Achong Colleen, Chowdhury Tutul, Mustafa Fareeza, Smith David, Moussouris Harry
Internal Medicine, One Brooklyn Health, New York, USA.
Internal Medicine, Interfaith Medical Center, New York, USA.
Cureus. 2023 Aug 22;15(8):e43944. doi: 10.7759/cureus.43944. eCollection 2023 Aug.
Bullous impetigo leading to streptococcal toxic shock syndrome (STSS) immune activation and massive cytokine release is a rare condition. It has a significant mortality rate, which calls for quick diagnosis, early suspicion, and integrated treatment. Herein, we discuss the case of a 66-year-old man who underwent evaluation for leg swelling before quickly going into shock and experiencing respiratory failure, which necessitated invasive mechanical intubation. was identified by blood culture, and STSS was identified. Recommended antibiotics, intravenous (IV) immunoglobulin, and fluids made up the treatment regimen. In this case, the streptococcal infection deteriorated very quickly, and there was a rare relationship with bullous impetigo, which led to shock and respiratory failure. This case sheds lights on the need of having an early suspicion of this syndrome when a diabetic patient develops a skin lesion. A prompt diagnosis is necessary.

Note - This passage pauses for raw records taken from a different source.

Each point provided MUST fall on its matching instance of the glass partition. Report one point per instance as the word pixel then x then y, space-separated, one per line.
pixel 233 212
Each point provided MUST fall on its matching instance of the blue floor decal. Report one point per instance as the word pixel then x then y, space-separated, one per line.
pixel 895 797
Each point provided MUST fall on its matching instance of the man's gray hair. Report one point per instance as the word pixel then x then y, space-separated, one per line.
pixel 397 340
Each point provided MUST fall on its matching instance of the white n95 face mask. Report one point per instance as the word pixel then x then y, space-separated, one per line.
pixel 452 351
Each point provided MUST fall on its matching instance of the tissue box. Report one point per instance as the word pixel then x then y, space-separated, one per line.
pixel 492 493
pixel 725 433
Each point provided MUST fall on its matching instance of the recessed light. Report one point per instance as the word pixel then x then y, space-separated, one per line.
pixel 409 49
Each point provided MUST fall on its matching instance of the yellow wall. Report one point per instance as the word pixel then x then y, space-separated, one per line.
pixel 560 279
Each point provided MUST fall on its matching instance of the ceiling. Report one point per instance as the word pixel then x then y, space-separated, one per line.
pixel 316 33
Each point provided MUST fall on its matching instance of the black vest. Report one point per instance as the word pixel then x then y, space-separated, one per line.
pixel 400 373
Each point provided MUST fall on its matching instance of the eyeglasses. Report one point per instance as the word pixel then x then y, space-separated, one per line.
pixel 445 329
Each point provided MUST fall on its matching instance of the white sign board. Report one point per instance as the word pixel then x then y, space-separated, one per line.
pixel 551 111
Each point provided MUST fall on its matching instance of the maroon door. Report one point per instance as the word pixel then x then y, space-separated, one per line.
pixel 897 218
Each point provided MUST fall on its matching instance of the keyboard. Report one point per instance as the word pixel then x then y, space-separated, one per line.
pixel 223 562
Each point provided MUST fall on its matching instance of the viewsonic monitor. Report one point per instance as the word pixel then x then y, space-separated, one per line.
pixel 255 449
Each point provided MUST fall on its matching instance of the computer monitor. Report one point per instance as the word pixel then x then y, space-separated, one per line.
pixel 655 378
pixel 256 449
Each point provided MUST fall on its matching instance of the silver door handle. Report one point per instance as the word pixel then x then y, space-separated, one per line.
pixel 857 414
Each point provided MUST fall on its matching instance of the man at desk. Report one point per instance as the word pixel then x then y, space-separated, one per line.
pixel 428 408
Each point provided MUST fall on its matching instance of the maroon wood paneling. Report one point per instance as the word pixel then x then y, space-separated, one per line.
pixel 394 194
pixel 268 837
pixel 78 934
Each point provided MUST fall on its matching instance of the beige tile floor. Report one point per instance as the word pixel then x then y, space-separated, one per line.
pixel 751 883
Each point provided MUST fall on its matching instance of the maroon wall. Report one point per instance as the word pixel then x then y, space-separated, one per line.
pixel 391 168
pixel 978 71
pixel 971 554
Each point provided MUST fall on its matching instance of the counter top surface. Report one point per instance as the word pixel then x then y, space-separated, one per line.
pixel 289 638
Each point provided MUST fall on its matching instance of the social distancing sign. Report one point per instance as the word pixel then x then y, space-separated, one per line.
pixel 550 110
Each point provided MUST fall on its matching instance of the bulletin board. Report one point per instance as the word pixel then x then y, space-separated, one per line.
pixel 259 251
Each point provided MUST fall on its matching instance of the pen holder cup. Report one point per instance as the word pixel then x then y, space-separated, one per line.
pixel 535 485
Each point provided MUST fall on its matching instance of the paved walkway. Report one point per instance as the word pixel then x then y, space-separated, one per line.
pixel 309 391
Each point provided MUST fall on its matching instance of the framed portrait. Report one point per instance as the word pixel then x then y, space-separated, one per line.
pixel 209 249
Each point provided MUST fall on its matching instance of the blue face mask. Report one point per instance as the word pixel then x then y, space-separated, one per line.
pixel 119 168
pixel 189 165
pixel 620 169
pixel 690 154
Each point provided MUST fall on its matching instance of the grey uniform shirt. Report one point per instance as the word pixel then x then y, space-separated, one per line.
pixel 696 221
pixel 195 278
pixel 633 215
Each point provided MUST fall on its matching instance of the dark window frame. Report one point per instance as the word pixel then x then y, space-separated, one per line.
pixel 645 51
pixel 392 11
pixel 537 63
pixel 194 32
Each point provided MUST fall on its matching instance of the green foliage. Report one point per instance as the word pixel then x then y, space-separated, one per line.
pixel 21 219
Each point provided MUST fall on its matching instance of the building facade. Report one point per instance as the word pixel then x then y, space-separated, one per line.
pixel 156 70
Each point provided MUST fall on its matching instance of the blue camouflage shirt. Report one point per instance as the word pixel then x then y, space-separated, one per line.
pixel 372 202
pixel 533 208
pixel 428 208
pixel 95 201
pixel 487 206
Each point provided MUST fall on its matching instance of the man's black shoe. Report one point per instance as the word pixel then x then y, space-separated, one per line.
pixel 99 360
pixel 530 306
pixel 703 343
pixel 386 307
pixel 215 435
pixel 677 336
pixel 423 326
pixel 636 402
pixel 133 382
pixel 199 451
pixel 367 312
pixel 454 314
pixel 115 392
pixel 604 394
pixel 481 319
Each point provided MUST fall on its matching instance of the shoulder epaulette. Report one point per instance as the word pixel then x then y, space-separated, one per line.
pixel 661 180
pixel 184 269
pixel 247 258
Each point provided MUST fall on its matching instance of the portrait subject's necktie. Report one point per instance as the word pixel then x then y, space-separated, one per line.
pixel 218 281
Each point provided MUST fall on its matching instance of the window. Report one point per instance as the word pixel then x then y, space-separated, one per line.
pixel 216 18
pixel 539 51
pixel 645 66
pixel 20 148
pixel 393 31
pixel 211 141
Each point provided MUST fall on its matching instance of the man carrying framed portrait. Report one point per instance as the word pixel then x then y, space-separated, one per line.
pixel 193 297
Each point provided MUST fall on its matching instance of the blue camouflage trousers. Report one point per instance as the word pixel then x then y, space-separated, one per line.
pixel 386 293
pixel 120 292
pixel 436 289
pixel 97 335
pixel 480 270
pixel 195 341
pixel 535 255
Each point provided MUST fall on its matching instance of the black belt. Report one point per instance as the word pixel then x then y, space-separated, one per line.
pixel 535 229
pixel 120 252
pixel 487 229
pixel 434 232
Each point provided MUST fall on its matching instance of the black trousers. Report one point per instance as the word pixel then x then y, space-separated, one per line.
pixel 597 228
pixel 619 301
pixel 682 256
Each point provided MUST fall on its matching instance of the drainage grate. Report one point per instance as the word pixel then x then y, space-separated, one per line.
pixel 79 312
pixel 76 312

大疱性脓疱疮导致链球菌中毒性休克综合征(STSS)免疫激活和大量细胞因子释放是一种罕见病症。其死亡率很高,需要快速诊断、早期怀疑和综合治疗。在此,我们讨论一例66岁男性病例,该患者在迅速休克并出现呼吸衰竭之前接受了腿部肿胀评估,这需要进行有创机械通气。通过血培养确诊,诊断为STSS。治疗方案包括推荐使用的抗生素、静脉注射免疫球蛋白和补液。在该病例中,链球菌感染恶化非常迅速,且与大疱性脓疱疮存在罕见关联,导致休克和呼吸衰竭。该病例揭示了当糖尿病患者出现皮肤病变时早期怀疑这种综合征的必要性。必须迅速做出诊断。